Please don't take this the wrong way, I don't mean to tell you what the priorities should be, It's just that it's a tough sell for an application to be "Enterprise Ready" without a dedicated part to how to monitor it.

+1

Added a simple http endpoint to check grafana health:

GET /api/health 
{
  "commit": "349f3eb",
  "database": "ok",
  "version": "4.1.0"
}

If database (mysql/postgres/sqlite3) is not reachable it will return "failing" in the database field. Grafana will still answer with status code 200. Not sure what is correct in that case.

The most important thing about this endpoint is that it will never cause sessions to be created (Something other api calls might do if you do not call them with an api key or basic auth).

Wouldn't it be best to return with status code 503 when the database is unreachable?

Kubernetes uses:

Any code greater than or equal to 200 and less than 400 indicates success. Any other code indicates failure.

Yes, I think 503 status code when db status failed is best, will update

The 503 means the /api/health endpoint is best only used for the readiness check in Kubernetes. If this check is used for liveness a database issue will lead to all pods getting killed.
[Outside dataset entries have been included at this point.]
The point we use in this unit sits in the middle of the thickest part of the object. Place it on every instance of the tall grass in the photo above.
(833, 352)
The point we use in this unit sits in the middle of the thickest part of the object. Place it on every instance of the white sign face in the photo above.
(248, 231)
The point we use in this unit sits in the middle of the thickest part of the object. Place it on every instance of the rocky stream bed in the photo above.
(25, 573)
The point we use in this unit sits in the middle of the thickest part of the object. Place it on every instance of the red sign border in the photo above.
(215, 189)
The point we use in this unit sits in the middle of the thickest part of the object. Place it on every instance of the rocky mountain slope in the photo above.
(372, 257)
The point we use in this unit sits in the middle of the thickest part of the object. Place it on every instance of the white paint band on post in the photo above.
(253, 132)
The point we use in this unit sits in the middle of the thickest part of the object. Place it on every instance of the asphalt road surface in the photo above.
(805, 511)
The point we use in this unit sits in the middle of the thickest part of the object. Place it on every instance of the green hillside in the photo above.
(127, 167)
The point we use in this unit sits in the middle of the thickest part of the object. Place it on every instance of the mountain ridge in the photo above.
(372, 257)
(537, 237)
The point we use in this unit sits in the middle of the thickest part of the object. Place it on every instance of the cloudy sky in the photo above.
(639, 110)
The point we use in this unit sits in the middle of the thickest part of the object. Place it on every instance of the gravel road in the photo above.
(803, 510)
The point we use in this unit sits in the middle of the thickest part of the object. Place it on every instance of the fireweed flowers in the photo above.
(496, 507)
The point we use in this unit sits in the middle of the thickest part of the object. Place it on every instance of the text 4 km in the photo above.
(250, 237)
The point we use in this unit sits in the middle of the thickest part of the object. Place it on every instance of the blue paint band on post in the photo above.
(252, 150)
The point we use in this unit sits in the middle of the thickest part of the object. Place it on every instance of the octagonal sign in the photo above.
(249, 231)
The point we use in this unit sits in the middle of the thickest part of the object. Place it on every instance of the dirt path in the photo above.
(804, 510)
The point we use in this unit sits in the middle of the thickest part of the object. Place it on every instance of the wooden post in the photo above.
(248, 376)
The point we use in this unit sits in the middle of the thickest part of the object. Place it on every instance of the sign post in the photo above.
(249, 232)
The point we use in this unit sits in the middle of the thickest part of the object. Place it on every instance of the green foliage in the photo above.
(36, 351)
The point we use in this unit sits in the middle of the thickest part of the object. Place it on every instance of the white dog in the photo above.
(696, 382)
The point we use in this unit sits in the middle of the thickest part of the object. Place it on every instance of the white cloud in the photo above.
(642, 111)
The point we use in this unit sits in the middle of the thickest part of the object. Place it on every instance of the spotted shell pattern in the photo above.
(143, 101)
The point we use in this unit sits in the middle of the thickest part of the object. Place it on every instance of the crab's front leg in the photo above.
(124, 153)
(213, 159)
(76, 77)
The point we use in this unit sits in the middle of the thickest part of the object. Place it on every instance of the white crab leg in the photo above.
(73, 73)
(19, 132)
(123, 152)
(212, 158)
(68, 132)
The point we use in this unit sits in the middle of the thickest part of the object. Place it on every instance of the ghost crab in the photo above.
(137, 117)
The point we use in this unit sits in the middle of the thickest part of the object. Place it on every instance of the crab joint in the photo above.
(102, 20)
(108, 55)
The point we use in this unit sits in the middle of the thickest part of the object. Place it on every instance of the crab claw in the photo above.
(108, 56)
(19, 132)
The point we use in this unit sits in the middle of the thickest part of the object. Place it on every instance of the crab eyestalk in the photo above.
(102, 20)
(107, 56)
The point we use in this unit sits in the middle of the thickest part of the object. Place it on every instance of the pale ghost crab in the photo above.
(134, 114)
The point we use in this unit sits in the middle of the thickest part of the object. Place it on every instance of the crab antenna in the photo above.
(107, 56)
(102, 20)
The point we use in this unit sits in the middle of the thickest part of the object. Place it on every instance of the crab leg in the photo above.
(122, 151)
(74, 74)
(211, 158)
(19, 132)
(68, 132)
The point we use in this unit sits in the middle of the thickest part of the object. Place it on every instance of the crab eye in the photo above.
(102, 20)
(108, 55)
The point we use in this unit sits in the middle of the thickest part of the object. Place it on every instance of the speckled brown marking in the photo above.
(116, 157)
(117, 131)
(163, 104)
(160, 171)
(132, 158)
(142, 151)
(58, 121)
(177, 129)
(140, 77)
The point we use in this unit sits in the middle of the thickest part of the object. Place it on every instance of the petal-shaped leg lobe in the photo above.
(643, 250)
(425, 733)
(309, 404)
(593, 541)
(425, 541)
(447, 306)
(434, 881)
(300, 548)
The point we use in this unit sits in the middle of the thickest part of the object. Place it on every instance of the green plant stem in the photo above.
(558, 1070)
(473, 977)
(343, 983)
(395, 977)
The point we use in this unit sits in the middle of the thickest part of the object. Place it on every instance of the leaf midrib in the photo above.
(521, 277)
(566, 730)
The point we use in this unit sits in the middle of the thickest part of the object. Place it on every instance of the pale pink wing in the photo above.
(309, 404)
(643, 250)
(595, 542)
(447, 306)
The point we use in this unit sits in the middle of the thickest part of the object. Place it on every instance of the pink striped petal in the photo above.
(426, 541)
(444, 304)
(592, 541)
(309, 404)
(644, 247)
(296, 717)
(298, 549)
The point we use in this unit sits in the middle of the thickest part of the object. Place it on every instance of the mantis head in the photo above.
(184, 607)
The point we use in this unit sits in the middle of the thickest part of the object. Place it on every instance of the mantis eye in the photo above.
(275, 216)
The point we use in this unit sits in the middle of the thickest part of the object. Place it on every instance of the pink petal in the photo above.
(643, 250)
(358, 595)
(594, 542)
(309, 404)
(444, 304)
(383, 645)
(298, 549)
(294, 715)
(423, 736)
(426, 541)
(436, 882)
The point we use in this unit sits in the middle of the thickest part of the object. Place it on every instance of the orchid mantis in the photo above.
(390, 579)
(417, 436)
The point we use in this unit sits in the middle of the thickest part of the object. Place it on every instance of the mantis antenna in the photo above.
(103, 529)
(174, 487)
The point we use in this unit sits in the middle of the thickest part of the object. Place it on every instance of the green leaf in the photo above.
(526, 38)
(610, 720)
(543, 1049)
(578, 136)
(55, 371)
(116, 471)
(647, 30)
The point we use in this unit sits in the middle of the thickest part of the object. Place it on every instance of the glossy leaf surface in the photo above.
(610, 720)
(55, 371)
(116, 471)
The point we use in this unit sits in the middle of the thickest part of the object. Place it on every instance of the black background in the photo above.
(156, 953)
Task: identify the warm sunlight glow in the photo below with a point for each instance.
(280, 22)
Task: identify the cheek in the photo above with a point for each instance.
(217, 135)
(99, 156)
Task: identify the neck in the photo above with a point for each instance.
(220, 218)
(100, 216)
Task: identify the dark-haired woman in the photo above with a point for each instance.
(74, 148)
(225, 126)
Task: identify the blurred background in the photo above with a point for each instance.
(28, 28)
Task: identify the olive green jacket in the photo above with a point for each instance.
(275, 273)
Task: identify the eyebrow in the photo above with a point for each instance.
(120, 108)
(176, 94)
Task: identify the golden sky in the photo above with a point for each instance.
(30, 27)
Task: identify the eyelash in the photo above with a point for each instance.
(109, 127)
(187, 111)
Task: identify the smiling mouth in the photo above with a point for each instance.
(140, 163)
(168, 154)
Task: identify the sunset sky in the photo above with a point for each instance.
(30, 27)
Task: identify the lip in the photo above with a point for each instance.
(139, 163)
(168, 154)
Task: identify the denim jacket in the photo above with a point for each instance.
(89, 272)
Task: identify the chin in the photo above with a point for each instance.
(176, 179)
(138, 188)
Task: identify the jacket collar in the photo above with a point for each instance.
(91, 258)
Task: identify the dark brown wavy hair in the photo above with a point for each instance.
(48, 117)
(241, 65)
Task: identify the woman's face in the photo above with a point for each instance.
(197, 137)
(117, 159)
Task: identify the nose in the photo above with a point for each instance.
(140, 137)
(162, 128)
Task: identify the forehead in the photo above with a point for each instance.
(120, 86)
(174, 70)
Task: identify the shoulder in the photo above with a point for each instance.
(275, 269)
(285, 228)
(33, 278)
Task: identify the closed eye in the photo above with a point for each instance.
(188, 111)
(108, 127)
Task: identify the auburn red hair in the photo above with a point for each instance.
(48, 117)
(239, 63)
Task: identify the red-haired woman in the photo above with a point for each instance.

Is there a query parameter to leave out the database check?

@JorritSalverda you could probably use tcpSocket check in livenessProbe

/metrics will not create sessions or issue a db request.

we typically have agressive readiness checks and relaxed liveness checks, 1 second, 1 fail for readiness, while it's 60 seconds 10 fails 1 success for liveness, this allows for responsive rerouting when there is an issue, but at the same time if self recovery is possible, prevents unnecessary pod restarts. But a persistent DB issue would cause restart which might actually help if it was due to some bad container state.